Standing beneath a millennia-old, 300 foot old-growth redwood in a windstorm is a humbling experience. Ten feet wide at eye level, the eye traces the deep grooves of soft gray bark skyward into the thick green canopy. On windy winter days like this, this tree and every other one surrounding me, bends and creaks and moans as a 30 mile-an-hour breeze effortlessly pushes their highest branches to and fro.
Watching this treetop ballet, you realize how fucking small we really are. It’s in moments like this you witness the power of the earth, of time, of forces we can never dream to match, much less completely comprehend. Even the redwoods, stalwart and timeless champions of terrestrial evolution we wish them to be, seem small and fleeting in relation to earth and space and time.
Perhaps my brain is overly taxed from participating in a global climate change workshop on Thursday, trying to come to terms with the eternal processes of atmosphere and global ocean currents. Add in my current read, Simon Winchester’s A Crack in the Edge of the World, in which massive continental plates and millions of years are tossed about casually within the story. My mind has been pushing those kind of big pictures around for a few days now.
A realization (or is it a revelation? an epiphany?) comes to me as I wander beneath the swirling redwood boughs on a blustery morning.

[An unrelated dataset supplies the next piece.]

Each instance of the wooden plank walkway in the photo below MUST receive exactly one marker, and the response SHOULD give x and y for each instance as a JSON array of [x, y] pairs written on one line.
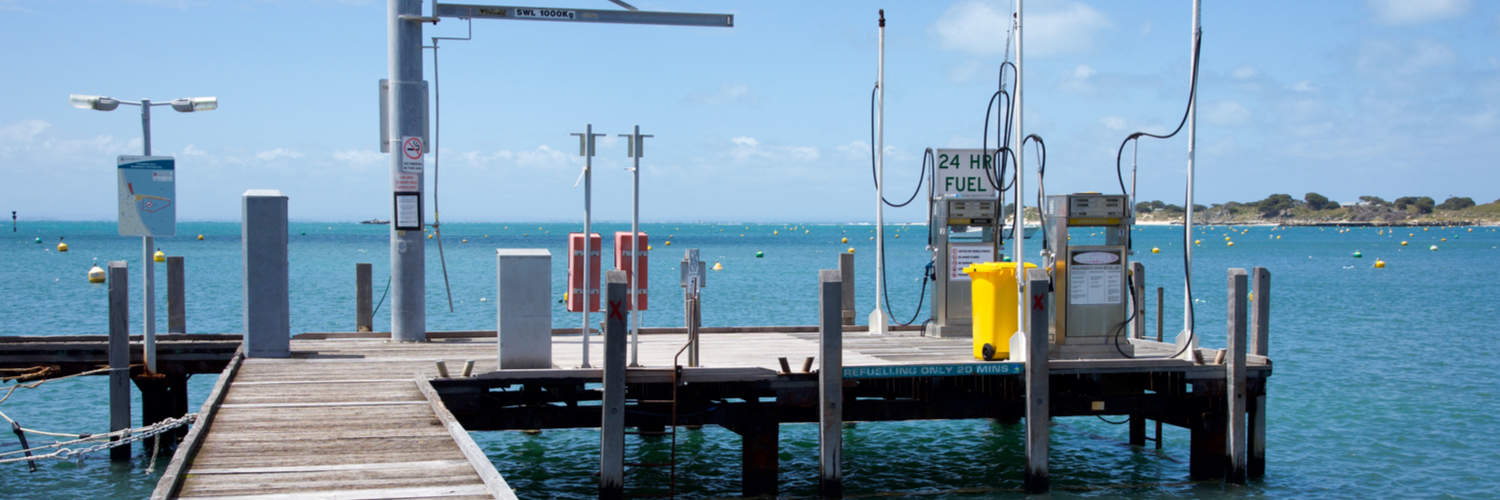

The god we have created, in all his various and variant forms across cultures and continents to explain away our existence, our purpose, our actions, and our thoughts, if he exists, is too small for this world. The one that initiates the global winds and ceaseless ocean tides, cannot be concerned for niggling bipeds scattered over less than a third of this planet, which is itself nothing but a dust particle in the creation that is the universe, much less giving a whit about Super Bowl victories, who falls in love with who, the strongest Republican candidate, what you wear to church on Sunday morning, or how many virgins await you on the other side of that hand grenade pull.
We seek god, but we are myopic. We don’t see beyond ourselves. Listen to the winter wind in the redwood forest. Consider the endless roll of waves against a slender beach. It is there we glimpse, and only glimpse, forever.
A rational humanist searches for meaning on a breezy Friday while avoiding the meaningless minutia of his workday.